Okul öncesi eğitiminin bireylerin gelecek yaşantısını olumlu yönde etkilediği araştırmalarla kanıtlandıkça tüm dünyada okul öncesi eğitim kurumları önem kazanmaya başlamıştır (Başal, 2005). Ülkeden ülkeye toplumsal ve kültürel nedenlerden dolayı okul öncesi eğitime duyulan gereksinim farklılık gösterse de, tüm ülkeler için geçerli birçok ortak neden bulunmaktadır.
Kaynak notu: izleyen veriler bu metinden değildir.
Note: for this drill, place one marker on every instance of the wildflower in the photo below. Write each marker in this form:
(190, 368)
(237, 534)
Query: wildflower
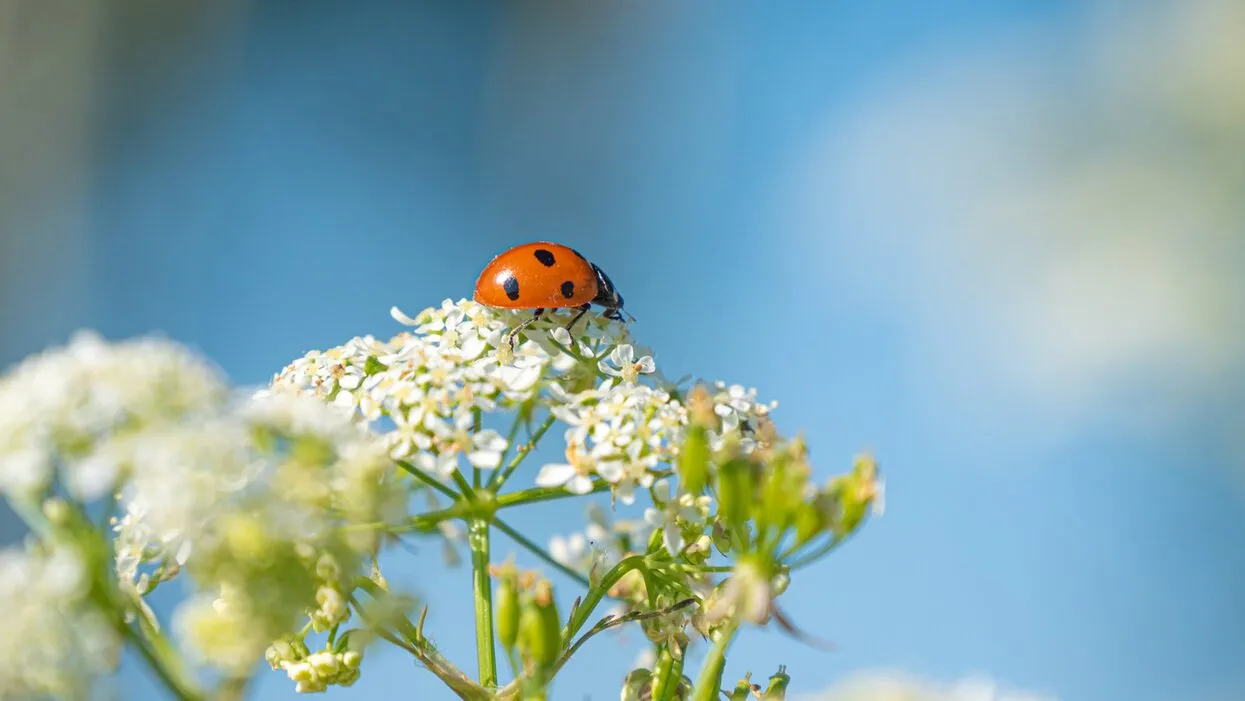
(62, 409)
(624, 365)
(679, 513)
(54, 643)
(574, 473)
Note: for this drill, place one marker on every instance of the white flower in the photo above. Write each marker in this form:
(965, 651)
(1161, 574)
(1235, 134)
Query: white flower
(55, 643)
(677, 512)
(568, 550)
(624, 365)
(574, 473)
(64, 406)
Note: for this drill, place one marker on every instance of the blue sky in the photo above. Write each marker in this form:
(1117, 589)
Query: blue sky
(877, 213)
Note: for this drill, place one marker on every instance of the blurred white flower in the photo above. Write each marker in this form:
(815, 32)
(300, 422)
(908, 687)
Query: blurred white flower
(65, 406)
(898, 686)
(623, 364)
(54, 643)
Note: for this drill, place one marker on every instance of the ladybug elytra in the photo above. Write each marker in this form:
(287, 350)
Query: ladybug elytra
(542, 275)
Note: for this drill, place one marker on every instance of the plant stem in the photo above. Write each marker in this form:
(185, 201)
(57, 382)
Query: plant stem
(666, 675)
(156, 651)
(543, 494)
(427, 479)
(467, 489)
(596, 593)
(477, 537)
(522, 452)
(710, 681)
(474, 428)
(539, 552)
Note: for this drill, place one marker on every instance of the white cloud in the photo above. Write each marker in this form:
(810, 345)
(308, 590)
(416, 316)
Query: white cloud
(1057, 223)
(899, 686)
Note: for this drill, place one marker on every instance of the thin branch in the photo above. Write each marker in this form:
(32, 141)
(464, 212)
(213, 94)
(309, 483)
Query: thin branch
(427, 479)
(539, 552)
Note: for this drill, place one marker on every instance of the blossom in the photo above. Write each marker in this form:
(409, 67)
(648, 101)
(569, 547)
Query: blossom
(60, 410)
(676, 514)
(574, 473)
(624, 365)
(54, 644)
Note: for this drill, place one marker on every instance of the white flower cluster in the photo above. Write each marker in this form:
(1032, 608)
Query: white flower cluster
(679, 517)
(54, 644)
(61, 410)
(436, 382)
(313, 672)
(252, 504)
(601, 545)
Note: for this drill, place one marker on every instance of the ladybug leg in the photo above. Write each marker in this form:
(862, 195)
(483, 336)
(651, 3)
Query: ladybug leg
(583, 310)
(524, 324)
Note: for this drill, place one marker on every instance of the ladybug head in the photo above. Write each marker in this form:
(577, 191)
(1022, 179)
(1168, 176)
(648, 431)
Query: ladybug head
(606, 294)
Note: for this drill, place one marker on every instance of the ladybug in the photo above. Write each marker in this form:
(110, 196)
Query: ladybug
(544, 275)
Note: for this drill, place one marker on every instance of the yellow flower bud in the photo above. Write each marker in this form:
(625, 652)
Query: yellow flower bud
(507, 608)
(694, 460)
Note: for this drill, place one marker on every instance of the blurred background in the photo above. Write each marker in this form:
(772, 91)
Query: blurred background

Bu nedenler şu şekilde sıralanmaktadır (Bayhan ve Artan, 2004);

a) Geniş aileden, çekirdek aileye dönüşen aile yapısı.

b) Köyden kente gelişle birlikte akraba ve yakınlarının çocuk bakımı ile ilgili desteğinin azalması.

c) Kadınların artan eğitim düzeyi ve bununla birlikte evin dışında çalışma fırsatlarının artması.

d) Kültürel eşitsizliklerin, eğitimde fırsat eşitliğini engelleyici yönünün dengelenmesi.

e) Özellikle şehirleşme ile birlikte artan sınırlı mekanlara sahip apartman tipi yaşama geçilmesi, böylece çocukların yaşıtları ile birlikte bulunmalarının ve hareket imkanlarının büyük ölçüde sınırlanması.

f) Ailelerin, çocuklarının eğitiminde bazı yetersizliklerinin bulunduğunu fark etmeleri.

g) Çocuk psikologlarının araştırmalarından ortaya çıkan sağlık ve büyüme ile ilgili bilgi ve fikirler.